Les résultats obtenus par l’Institut de médecine légale Abou Kabir révèlent que la mort du prisonnier terroriste Maisara Abou Hamdiyeh est due à un cancer, avec des métastases présentes dans tout le corps.
Une tumeur maligne localisée dans les cordes vocales, avec des métastases dans les poumons, le cou, la poitrine, le foie, la colonne vertébrale et les côtes. Voici ce qu’a révélé l’autopsie pratiquée mercredi sur le corps du terroriste palestinien Maisara Abou Hamdiyeh, décédé mardi au centre médical Soroka de Beersheba.
Conformément aux conclusions de l’autopsie, réalisée à l’Institut médico-légal d’Abou Kabir, le ministère de la Santé a indiqué que les résultats révèlent un décès dû à des complications de son cancer, et qu’il n’y avait aucune preuve d’ecchymoses.
À la fin de l’autopsie d’Abou Hamdiyeh, son corps a été transféré à l’institut médico-légal d’Abou Dis, dans lequel un examen complémentaire sera effectué par les pathologistes palestiniens et internationaux.
Le corps sera enfin transféré à l’hôpital d’Hébron, où les funérailles d’Abou Hamdiyeh auront lieu jeudi.
Dès le jour de sa mort, mardi, le président de l’Autorité palestinienne Mahmoud Abbas a accusé le gouvernement du Premier ministre Benyamin Netanyahou d’être responsable de la mort du prisonnier en phase terminale.
« La présidence palestinienne tient le gouvernement de Netanyahou pour responsable du martyre du prisonnier Maisara Abou Hamdiyeh aujourd’hui, dans les prisons de l’occupation israélienne », a déclaré le porte-parole de M. Abbas, Nabil Abou Roudeina, dans un communiqué.
Le ministre des Prisonniers de l’Autorité palestinienne, Qaraqe Issa, a quant à lui accusé Israël de négligence médicale, et a exigé une enquête internationale sur la mort d’Abou Hamdiyeh.

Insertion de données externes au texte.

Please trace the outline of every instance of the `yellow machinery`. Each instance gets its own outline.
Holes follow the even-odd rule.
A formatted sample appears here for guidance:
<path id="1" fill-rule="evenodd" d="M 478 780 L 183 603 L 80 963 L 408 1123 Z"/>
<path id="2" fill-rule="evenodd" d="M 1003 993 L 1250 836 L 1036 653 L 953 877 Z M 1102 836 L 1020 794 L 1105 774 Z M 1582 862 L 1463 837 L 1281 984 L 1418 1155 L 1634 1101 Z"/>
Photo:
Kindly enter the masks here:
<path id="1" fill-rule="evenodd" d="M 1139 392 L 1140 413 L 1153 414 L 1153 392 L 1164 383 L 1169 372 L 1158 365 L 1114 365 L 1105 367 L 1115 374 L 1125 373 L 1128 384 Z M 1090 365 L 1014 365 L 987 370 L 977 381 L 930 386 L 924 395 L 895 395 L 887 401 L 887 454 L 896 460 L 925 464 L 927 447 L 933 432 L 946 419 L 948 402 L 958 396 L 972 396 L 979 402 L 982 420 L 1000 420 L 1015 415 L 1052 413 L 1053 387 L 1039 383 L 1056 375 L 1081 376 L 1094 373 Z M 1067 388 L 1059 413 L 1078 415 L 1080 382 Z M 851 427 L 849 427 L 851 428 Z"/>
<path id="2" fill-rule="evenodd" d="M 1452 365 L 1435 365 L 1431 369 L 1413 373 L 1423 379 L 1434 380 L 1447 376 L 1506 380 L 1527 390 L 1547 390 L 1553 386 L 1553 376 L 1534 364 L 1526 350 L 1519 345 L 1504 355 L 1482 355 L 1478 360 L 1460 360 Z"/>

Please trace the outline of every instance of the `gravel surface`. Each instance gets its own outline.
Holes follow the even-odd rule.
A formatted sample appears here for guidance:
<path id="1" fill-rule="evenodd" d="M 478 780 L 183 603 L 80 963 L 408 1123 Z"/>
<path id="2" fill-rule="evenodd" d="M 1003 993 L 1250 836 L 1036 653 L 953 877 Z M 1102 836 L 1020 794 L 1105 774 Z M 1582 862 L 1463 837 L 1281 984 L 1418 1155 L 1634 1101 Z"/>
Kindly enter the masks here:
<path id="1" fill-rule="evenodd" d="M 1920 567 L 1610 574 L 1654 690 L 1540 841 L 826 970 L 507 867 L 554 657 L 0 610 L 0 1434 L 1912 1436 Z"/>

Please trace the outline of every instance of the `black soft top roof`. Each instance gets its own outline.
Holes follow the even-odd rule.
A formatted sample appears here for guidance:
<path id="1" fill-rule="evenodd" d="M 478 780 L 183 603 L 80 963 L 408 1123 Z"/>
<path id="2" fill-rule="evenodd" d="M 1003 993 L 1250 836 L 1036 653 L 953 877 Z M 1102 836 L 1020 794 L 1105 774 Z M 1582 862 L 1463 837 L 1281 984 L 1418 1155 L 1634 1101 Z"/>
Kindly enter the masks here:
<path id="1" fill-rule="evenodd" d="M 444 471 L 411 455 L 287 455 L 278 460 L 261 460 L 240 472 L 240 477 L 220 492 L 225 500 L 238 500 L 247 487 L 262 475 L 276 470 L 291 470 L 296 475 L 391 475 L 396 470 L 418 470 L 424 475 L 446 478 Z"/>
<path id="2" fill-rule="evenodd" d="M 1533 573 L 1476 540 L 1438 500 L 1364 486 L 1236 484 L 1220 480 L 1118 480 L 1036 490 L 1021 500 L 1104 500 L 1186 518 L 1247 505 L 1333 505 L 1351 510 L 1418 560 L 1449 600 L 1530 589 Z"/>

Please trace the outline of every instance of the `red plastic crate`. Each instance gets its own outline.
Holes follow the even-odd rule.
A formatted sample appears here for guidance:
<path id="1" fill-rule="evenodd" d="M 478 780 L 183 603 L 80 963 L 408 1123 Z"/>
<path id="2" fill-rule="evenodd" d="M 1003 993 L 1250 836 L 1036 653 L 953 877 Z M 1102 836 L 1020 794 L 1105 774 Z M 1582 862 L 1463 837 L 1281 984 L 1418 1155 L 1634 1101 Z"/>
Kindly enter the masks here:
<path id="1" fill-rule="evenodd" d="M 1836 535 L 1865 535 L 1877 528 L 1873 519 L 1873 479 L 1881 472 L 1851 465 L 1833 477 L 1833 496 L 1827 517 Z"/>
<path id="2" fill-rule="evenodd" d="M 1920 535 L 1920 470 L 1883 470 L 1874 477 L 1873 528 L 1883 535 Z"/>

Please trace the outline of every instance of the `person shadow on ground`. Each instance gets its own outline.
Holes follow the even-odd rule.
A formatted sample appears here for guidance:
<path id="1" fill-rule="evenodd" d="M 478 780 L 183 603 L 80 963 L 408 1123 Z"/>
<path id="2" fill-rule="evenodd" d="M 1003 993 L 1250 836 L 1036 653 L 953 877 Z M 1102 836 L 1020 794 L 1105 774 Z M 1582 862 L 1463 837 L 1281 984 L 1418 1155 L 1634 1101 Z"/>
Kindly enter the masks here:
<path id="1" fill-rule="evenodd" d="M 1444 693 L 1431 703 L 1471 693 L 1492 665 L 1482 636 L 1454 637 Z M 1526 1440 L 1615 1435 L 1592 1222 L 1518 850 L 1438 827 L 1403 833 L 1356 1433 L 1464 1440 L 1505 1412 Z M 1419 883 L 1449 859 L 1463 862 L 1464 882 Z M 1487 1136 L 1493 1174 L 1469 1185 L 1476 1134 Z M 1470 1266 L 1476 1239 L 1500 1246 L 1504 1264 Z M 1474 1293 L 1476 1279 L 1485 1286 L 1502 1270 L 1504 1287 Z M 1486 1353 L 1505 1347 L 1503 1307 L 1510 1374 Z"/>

Qaraqe décrit sa mort comme un « crime odieux et dangereux qui a été délibérément commis à la suite de négligence médicale ».
Abou Hamdiyeh était un membre du Hamas âgé de 64 ans, qui a recruté le terroriste préparant un attentat dans un café de Jérusalem en 2002. Cette même année, il a été condamné à la prison à perpétuité après avoir été reconnu coupable de tentative de meurtre, d’appartenance à une organisation terroriste et de détention d’armes.
Juste après sa mort, des prisonniers palestiniens se sont révoltés dans un certain nombre de prisons israéliennes, dont Ramon, Ketziot, Eshel et Nafha. Ils ont frappé aux portes des cellules et jeté des objets. Une grande majorité d’entre eux a également refusé les trois repas servis de la journée.
En réponse, le service pénitentiaire israélien a envoyé des gardes supplémentaires pour maintenir le calme.
En outre, des dizaines de Palestiniens ont jeté des pierres et des cocktails Molotov sur les forces de Tsahal dans la ville d’Hébron.
Un mouvement salafiste a déjà tiré cinq roquettes sur Israël depuis hier.
Le prisonnier Maisara Abou Hamdiyeh avait apparemment été diagnostiqué cancéreux en février, et était sous la surveillance médicale des spécialistes de l’hôpital.
Après avoir été diagnostiqué en phase terminale il y a une semaine, une demande de libération anticipée avait été déposée, en raison de son état de santé.
Le membre arabe de la Knesset Ahmed Tibi, qui était pourtant au courant de la demande de libération anticipée pour Abou Hamdiyeh, a déclaré que le gouvernement porte la responsabilité « légale et morale de sa mort ».